Mi è stata segnalata l’intervista che Serena Dandini ha fatto ieri a Gherardo Colombo in ricordo di Giorgio Ambrosoli, il liquidatore della Banca Privata Italiana ucciso l’undici luglio 1979 da un sicario su mandato di Michele Sindona.
Raccolgo l’invito con piacere, con estremo piacere. La vita di Giorgio Ambrosoli rappresenta bene quell’Italia a cui vogliamo appartenere, l’Italia delle persone che fanno bene e con rigore il loro lavoro, che non hanno paura di assumersi delle responsabilità, che servono fino in fondo la comunità alla quale appartengono.

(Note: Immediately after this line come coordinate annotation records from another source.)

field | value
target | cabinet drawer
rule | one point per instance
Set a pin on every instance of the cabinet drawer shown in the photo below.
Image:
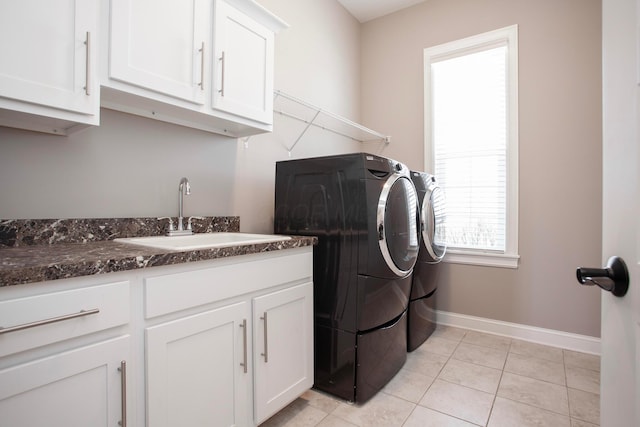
(173, 292)
(38, 320)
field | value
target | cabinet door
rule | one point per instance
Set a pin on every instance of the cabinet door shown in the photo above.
(78, 388)
(283, 342)
(198, 370)
(48, 53)
(243, 64)
(161, 45)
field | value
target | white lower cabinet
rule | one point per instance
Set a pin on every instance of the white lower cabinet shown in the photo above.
(283, 338)
(197, 370)
(76, 388)
(243, 349)
(226, 342)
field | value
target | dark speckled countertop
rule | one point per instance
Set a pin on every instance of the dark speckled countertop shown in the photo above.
(39, 250)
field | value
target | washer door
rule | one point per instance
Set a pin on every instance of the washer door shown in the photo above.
(397, 228)
(432, 222)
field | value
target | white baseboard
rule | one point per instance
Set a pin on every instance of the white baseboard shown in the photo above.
(567, 340)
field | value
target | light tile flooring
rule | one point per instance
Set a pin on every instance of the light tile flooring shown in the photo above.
(465, 378)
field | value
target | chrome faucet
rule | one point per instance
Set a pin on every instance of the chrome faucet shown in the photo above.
(183, 188)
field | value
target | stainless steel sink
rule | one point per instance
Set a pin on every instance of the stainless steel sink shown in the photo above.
(202, 240)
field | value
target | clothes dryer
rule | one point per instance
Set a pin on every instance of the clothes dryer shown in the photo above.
(362, 208)
(431, 219)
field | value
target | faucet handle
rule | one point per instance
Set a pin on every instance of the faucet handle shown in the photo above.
(189, 221)
(171, 228)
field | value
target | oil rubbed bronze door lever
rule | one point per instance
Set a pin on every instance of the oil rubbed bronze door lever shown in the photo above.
(613, 278)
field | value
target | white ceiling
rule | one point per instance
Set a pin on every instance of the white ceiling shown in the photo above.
(366, 10)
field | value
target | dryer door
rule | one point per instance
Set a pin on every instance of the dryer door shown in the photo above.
(432, 222)
(397, 228)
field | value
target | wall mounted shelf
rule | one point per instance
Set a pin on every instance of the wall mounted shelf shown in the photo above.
(313, 116)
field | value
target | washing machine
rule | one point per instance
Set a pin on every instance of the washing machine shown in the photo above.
(421, 319)
(362, 208)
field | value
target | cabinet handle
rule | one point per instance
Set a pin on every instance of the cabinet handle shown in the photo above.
(221, 90)
(81, 313)
(123, 392)
(244, 344)
(202, 66)
(266, 346)
(87, 43)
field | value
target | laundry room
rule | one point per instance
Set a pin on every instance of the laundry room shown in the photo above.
(363, 79)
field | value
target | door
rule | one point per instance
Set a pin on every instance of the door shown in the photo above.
(243, 65)
(432, 219)
(199, 370)
(620, 365)
(396, 222)
(283, 336)
(161, 45)
(48, 51)
(77, 388)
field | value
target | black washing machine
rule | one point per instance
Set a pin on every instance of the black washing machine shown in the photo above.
(362, 208)
(431, 219)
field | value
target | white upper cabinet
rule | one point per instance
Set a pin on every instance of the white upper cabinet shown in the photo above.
(243, 65)
(162, 63)
(158, 45)
(48, 72)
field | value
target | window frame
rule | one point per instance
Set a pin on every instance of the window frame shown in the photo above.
(509, 36)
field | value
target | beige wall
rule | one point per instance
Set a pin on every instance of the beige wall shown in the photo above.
(560, 147)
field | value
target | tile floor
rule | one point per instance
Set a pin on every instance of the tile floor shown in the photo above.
(465, 378)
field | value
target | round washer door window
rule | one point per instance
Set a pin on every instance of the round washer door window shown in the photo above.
(433, 223)
(397, 228)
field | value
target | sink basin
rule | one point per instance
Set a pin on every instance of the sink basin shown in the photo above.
(202, 240)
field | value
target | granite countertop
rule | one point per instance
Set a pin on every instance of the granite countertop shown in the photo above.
(39, 250)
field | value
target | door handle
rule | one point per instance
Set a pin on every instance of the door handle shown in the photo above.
(613, 278)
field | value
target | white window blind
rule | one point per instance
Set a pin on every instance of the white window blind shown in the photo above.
(471, 141)
(469, 136)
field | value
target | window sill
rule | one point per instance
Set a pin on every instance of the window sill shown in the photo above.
(486, 259)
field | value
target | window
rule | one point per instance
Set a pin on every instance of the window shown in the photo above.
(471, 144)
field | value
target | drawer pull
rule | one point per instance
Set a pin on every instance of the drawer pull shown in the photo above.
(123, 395)
(201, 84)
(243, 325)
(81, 313)
(266, 347)
(221, 90)
(87, 88)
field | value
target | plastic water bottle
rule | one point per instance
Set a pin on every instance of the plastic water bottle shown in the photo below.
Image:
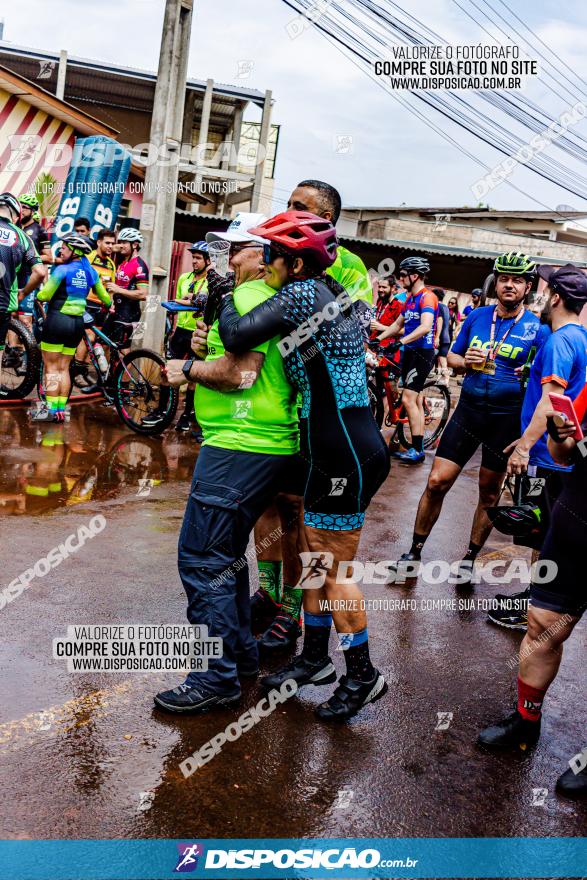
(101, 358)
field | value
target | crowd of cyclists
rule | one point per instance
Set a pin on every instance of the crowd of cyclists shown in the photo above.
(272, 356)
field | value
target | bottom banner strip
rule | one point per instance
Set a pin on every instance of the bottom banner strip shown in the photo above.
(526, 857)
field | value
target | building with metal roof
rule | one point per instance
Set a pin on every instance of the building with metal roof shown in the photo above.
(215, 179)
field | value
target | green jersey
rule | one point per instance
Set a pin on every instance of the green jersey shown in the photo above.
(350, 271)
(262, 418)
(188, 286)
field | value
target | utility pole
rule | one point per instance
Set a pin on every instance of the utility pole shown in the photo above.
(161, 177)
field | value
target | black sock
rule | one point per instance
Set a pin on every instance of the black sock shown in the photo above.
(189, 402)
(473, 550)
(356, 656)
(164, 394)
(418, 542)
(316, 636)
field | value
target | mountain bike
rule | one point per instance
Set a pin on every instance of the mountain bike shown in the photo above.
(383, 377)
(20, 363)
(131, 382)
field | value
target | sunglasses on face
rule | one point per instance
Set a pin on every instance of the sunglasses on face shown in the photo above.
(237, 248)
(270, 253)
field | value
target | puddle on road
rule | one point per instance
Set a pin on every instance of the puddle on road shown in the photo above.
(90, 458)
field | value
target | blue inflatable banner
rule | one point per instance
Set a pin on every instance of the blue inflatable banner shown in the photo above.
(95, 185)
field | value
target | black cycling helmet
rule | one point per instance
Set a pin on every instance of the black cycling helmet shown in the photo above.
(415, 266)
(568, 281)
(79, 244)
(12, 204)
(519, 521)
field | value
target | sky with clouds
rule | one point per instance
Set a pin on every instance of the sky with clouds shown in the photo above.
(323, 102)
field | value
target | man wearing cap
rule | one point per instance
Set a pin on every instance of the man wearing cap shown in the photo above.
(192, 290)
(247, 411)
(555, 606)
(559, 367)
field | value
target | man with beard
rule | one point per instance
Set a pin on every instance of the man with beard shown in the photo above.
(560, 367)
(494, 341)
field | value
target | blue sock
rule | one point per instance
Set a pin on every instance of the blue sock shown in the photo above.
(356, 655)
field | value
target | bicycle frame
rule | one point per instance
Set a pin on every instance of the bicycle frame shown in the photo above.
(114, 348)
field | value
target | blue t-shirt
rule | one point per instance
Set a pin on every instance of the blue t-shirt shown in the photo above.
(561, 359)
(502, 389)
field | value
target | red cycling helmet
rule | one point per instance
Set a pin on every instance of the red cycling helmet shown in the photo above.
(301, 231)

Serena Dandini ha anche letto un passo di una lettera che Ambrosoli scrisse a sua moglie dopo aver accettato il compito che gli sarebbe costato la vita. Le chiedeva di continuare ad allevare i bambini secondo i valori che avevano ispirato la sua vita e le diceva della consapevolezza dei rischi legati a quell’incarico. Testualmente: “Qualunque cosa succeda, comunque, tu sai che cosa devi fare e sono certo saprai fare benissimo. Dovrai tu allevare i ragazzi e crescerli nel rispetto di quei valori nei quali noi abbiamo creduto [… ] Abbiano coscienza dei loro doveri verso se stessi, verso la famiglia nel senso trascendente che io ho, verso il paese, si chiami Italia o si chiami Europa”.
Ho letto raramente delle parole più intense, più asciutte, più forti. Parole che a trent’anni di distanza rendono ancora orgogliosi di essere cittadini di questo paese, si chiami Italia o si chiami Europa.